The Daiquiri

The Daiquiri

Get on board: it’s daiquiri day!

I think I speak for almost every Drinkstagrammer when I say that national drinking days in the USA are, or should be anyway, considered international drinking days as well. The states have SO many so let’s all just get in on that!

Today it’s National (let’s just say International) Daiquiri Day anyway! I absolutely love a classic daiquiri, but what I find most interesting about that cocktail is what other people think of it, or rather: what they think it actually is.

When frozen daiquiris became a thing they were everywhere. Everywhere. They were what the little black dress is to women: everyone had to have one. When I started working in bars and somebody ordered one I obviously made it the original way but I encountered some issues. The frozen version of the drink had taken over and a “daiquiri” no longer meant a straight up, straight forward, sour drink - it meant a flirtatious, fruity and frozen drink, preferably in red.

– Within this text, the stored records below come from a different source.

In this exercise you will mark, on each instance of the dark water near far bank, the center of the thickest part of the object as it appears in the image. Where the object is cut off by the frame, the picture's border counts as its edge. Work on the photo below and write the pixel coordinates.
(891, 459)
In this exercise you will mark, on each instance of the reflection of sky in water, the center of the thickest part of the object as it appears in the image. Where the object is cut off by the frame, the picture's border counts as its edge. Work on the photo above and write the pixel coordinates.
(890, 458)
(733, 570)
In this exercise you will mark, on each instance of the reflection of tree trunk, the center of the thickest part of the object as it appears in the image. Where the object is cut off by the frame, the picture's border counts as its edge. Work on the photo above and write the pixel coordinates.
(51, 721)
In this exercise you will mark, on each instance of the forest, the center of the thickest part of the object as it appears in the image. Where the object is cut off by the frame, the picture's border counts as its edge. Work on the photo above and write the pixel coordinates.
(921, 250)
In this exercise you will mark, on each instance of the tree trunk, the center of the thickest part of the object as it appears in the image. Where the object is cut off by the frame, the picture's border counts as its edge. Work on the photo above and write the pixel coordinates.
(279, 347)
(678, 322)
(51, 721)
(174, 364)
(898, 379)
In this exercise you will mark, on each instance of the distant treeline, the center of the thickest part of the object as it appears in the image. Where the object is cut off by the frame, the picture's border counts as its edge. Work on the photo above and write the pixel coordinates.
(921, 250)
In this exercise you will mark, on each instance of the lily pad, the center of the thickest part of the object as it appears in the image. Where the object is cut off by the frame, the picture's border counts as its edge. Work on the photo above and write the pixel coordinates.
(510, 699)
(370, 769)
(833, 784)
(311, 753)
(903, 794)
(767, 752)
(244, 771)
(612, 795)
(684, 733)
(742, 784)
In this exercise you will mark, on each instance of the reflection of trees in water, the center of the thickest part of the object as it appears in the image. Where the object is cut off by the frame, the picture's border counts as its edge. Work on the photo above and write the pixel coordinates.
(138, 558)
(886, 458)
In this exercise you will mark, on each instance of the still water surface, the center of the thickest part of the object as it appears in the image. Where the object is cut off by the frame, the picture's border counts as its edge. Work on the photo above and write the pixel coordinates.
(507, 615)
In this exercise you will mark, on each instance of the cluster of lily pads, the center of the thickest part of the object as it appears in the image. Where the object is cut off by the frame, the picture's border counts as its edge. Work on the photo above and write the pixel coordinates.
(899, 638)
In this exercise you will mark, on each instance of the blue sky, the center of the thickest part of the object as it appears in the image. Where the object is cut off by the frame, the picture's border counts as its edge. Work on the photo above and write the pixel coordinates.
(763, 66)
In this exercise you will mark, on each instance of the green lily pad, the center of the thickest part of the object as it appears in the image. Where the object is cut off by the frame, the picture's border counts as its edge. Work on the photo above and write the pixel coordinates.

I swear I’ve had guests send their drinks back because they “ordered a daiquiri”…

With the cocktail scene becoming more sophisticated yet at the same time more accessible to everyone I believe we’re now back to a daiquiri being what a daiquiri is supposed to be: one of the most perfectly balanced and easiest cocktails in the world - a delicious classic that, like that black dress, will never go out of style.

Let’s celebrate today with a summery twist of this masterpiece of a drink.

- 50ml White Rum
- 30ml Lime juice
- 15ml Rhubarb simple syrup
Shake everything with ice, fine strain into your glass.